Tsampa also has cultural and spiritual significance. During religious festivals, it is sometimes tossed into the air to indicate celebration or joyous occasions. This is known as the sang-sol ceremony. It gained even more cultural significance when Chinese forces invaded Tibet in the 1950s. Today, tsampa is an anchor that holds great significance, a fact that wasn’t lost on anyone when the Dalai Lama said some years ago that he has tsampa for breakfast pretty much every day. With that assertion, tsampa became a marker of Tibetan identity and protest. From India to Taiwan to the United States, tsampa is a food that binds Tibetan refugees across culture and geography. As Tibetan identity was sought to be subsumed into a larger, all-encompassing Chinese identity, the people of Tibet banded together to distinguish themselves through ethnic and national identifiers. Tsampa is one of the most easily discernible identifiers for Tibetans.

Barley is "foreign" to traditional Chinese cuisine, which immediately sets Tibet’s cuisine apart, thanks to the primacy of barley. Tibetans have even gone on to refer to themselves as tsampa-eaters. Tibetan scholar Tsering Shakya wrote in 1993, "If Buddhism provided the atom of Tibetanness, then tsampa provided the sub-particles of Tibetanness. The use of tsampa transcended dialect, sect, gender, and regionalism."

Tibetan writers and artists have taken forward this notion of being fiercely independent tsampa-eaters. The people in Tibet and also in the Tibetan diaspora have made the effort to maintain their traditions of tsampa by prioritizing tsampa-making equipment and habits. One can also see modern innovations like tsampa cookies in the markets of Lhasa these days.

In 2008, there were protests within Tibet against Chinese rule. In the course of the protest, authorities opened fire, killing two protestors including a herder named Norpa Yonten. The lines above are from a poem by a Tibetan blogger, Tsering Woeser, that paid tribute to Yongten and emphasized the importance of tsampa as a rallying point for Tibetans’ emotional ties to their home.

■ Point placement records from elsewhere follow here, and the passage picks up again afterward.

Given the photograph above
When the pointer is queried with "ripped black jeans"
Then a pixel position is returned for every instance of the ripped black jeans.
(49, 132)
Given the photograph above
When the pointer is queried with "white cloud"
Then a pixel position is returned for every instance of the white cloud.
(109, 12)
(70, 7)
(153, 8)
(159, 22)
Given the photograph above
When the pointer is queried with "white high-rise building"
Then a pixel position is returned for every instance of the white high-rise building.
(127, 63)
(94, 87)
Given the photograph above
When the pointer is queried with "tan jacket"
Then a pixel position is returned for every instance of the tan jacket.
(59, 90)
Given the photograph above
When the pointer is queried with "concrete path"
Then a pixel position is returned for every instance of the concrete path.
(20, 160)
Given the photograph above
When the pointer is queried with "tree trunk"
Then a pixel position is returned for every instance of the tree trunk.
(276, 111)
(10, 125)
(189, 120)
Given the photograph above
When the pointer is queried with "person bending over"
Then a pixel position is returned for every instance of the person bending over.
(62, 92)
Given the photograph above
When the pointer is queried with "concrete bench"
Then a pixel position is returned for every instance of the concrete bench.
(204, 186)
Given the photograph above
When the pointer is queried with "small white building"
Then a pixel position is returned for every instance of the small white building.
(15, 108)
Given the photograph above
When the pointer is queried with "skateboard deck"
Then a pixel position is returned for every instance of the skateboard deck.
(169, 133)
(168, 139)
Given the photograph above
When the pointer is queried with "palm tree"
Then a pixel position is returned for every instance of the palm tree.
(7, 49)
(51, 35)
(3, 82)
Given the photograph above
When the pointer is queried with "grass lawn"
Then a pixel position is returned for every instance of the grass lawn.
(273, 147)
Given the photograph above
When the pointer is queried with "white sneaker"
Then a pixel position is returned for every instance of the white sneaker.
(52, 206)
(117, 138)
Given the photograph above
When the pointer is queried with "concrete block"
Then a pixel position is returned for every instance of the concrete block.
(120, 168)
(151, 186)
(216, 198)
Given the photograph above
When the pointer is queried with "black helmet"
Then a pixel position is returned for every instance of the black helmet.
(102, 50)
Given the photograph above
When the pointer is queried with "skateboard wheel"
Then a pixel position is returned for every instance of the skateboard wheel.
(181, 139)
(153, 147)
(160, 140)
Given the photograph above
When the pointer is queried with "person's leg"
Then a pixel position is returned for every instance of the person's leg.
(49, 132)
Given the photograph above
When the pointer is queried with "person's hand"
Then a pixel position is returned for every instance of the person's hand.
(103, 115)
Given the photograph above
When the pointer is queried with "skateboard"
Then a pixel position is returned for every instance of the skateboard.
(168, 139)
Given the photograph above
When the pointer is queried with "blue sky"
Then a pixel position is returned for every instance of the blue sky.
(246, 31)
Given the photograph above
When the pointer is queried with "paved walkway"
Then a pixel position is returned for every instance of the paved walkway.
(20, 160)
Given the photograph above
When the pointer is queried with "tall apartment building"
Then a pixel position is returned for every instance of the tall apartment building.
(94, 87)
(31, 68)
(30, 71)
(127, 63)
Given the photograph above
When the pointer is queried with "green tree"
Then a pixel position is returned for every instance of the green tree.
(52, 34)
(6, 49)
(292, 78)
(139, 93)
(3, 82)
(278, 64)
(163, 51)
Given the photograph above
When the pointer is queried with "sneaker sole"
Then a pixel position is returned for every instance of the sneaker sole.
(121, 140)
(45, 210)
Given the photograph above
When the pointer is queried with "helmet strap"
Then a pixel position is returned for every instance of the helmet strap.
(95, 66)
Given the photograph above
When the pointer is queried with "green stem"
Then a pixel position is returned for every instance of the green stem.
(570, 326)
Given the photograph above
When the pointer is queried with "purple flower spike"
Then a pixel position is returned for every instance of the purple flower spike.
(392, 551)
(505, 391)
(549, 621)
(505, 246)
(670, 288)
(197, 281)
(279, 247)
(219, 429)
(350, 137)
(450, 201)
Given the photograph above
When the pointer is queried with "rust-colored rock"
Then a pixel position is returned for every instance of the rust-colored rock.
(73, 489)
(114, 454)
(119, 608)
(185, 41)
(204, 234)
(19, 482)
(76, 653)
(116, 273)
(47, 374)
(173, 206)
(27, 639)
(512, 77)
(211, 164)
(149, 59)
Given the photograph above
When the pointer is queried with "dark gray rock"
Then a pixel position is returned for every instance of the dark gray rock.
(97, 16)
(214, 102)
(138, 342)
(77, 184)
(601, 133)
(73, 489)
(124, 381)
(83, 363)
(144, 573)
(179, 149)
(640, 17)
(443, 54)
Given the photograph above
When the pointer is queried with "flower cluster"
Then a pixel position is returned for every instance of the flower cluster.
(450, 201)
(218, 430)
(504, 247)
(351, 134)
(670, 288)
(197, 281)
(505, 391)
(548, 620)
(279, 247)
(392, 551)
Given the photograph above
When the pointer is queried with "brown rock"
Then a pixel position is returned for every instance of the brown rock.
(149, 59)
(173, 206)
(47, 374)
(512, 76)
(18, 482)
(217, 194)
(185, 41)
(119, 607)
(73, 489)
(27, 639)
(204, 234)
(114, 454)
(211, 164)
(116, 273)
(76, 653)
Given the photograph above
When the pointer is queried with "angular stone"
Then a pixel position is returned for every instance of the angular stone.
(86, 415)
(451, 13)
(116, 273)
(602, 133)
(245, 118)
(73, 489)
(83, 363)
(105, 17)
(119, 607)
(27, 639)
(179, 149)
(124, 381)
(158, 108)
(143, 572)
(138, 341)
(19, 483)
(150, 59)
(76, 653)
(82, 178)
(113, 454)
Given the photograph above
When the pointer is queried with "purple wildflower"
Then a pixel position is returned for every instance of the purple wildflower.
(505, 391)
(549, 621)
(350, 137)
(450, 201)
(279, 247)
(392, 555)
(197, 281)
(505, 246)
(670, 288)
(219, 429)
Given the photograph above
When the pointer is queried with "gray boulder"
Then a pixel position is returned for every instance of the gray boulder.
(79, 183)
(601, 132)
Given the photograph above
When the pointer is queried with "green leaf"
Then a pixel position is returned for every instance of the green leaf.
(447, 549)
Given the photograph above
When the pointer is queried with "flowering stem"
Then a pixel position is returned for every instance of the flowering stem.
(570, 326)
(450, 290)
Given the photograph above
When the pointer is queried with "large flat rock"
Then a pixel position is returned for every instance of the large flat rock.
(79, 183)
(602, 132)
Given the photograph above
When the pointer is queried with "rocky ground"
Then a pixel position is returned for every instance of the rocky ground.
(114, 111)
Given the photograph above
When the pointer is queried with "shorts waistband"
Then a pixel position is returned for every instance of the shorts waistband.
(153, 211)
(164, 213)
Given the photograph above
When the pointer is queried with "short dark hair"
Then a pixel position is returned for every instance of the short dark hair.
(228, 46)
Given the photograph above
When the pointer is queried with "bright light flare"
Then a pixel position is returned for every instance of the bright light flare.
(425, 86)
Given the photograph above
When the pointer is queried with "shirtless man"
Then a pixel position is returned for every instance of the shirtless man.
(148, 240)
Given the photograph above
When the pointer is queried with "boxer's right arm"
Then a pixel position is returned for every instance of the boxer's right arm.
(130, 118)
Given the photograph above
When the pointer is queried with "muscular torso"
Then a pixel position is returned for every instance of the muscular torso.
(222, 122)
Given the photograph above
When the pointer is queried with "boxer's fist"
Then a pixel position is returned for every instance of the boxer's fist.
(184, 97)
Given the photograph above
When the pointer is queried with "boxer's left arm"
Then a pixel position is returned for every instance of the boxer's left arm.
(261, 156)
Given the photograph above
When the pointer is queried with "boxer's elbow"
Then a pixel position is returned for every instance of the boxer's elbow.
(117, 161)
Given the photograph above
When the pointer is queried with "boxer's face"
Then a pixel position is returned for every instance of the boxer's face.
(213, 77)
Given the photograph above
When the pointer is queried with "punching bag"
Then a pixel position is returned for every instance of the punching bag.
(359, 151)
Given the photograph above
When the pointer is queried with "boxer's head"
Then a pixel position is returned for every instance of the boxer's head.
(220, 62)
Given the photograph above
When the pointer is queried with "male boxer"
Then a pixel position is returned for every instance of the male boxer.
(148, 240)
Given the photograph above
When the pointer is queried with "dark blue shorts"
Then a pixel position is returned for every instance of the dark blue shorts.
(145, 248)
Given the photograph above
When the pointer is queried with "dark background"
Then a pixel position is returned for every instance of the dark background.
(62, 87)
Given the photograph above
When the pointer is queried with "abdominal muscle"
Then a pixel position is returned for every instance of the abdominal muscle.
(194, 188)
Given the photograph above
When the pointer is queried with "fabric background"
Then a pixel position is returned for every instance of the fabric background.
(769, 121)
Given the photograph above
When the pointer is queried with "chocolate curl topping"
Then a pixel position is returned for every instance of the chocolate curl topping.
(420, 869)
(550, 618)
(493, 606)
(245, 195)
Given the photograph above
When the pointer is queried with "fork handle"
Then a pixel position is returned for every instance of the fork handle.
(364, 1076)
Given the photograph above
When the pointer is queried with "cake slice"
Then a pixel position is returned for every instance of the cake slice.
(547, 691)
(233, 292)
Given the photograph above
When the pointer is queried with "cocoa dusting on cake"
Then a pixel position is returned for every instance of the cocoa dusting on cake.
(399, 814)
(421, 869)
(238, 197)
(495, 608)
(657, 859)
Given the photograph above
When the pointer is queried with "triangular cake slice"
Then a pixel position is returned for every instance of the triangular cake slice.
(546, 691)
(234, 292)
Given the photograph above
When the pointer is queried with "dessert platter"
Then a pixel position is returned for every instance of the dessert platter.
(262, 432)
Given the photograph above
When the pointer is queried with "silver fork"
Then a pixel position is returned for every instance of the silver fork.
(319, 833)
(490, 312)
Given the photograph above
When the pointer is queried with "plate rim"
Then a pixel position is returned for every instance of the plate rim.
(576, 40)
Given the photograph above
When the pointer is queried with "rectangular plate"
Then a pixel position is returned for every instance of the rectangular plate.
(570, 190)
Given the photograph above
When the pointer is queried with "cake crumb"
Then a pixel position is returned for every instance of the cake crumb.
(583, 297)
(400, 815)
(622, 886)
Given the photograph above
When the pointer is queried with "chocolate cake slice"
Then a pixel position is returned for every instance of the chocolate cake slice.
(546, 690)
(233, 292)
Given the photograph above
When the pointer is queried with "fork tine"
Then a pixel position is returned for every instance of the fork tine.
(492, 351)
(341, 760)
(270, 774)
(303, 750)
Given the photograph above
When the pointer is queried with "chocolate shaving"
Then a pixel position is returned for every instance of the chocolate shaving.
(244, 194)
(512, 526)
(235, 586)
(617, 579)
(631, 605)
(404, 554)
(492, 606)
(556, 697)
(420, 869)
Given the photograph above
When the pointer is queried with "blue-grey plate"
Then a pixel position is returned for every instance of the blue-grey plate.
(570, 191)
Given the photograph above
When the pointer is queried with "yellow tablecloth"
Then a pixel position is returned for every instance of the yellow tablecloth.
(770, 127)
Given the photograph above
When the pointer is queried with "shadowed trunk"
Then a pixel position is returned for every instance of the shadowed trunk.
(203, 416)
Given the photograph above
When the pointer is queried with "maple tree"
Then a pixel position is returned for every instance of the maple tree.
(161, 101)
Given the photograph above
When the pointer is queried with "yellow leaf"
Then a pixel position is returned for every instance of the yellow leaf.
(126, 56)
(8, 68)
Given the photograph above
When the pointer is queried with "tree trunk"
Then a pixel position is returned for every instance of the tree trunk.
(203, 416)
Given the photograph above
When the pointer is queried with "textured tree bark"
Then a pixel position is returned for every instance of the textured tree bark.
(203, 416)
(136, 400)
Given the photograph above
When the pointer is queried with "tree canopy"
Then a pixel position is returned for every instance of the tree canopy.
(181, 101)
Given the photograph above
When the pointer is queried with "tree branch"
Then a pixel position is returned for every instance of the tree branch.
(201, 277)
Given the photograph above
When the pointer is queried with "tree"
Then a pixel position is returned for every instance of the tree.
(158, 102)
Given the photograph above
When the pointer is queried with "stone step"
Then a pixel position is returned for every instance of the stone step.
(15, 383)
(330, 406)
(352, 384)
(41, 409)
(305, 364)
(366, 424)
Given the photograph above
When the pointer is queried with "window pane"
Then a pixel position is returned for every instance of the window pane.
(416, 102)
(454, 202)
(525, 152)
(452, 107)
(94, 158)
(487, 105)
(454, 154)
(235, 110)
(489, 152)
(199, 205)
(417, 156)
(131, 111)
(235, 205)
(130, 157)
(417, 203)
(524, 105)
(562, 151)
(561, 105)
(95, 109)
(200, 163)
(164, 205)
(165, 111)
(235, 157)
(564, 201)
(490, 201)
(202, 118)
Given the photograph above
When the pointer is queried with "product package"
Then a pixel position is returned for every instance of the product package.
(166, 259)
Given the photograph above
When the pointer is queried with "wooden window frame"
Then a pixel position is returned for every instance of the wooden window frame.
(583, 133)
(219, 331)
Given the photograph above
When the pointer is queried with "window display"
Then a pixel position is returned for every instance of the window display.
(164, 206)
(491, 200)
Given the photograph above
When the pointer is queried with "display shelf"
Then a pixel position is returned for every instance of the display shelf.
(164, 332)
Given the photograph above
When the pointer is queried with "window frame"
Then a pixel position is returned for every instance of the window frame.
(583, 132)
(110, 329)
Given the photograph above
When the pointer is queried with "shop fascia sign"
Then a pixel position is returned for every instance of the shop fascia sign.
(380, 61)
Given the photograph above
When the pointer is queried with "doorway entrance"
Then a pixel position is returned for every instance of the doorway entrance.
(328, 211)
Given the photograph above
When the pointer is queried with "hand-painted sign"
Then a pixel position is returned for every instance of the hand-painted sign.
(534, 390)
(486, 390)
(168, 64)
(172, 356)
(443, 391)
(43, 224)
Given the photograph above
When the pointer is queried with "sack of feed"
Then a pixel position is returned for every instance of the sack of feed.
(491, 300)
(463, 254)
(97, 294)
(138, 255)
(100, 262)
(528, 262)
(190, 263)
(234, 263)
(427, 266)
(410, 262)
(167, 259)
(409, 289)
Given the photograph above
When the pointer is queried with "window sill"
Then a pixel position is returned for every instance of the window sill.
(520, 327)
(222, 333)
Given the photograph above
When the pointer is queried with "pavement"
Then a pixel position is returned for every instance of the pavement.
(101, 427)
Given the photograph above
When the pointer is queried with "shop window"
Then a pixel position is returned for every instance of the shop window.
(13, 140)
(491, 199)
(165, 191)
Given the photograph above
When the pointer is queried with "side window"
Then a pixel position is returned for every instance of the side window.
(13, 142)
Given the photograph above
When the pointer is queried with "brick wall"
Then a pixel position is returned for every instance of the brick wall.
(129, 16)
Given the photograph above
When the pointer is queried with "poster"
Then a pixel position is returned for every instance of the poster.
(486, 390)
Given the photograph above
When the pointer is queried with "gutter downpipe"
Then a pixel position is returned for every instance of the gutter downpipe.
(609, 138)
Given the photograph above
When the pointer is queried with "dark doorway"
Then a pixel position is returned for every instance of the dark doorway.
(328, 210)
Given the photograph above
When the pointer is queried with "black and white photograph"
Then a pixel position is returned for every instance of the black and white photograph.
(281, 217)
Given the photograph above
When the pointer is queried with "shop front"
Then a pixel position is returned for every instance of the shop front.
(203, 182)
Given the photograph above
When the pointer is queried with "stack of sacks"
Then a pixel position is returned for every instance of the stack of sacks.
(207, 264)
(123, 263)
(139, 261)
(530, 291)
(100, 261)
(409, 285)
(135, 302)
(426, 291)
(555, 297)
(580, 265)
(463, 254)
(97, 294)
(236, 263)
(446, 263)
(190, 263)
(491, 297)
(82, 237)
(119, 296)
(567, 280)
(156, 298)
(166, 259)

In 2009, some monks protested again, drawing on the importance of tsampa in daily Tibetan life to proclaim, "Rise up...tsampa-eating Tibetans!" Remember the custom of throwing tsampa in the air during important occasions? In 2012, during a protest, participants ate tsampa as a form of cultural assertion and threw it in the air during a community-wide prayer.

At other rallies, Tibetan monks ate tsampa in protest and chanted mantras, another assertion of their cultural distinctiveness. Tibetan rapper Shapaley released a song titled Tsampa in the same year. He sang about carrying his "tsampa bag" as the music video showed him sitting with a tsampa bag or a bowl of tsampa and butter tea in various locations across New York City. At the end of the video, he throws what appears to be tsampa in the air, a way of expressing solidarity by embracing the sang-sol ceremony in his music video. If anything, the events of 2008 and the crackdown that followed kicked off a cultural revival of sorts within the Tibetan community. Tibetan youth who had shrugged off the exile became keenly aware of their identity and led the charge in the surge of tsampa’s renewed popularity within the Tibetan population and diaspora. The resistance movement online and on social media also embraces tsampa wholeheartedly, calling itself The Tsampa Revolution.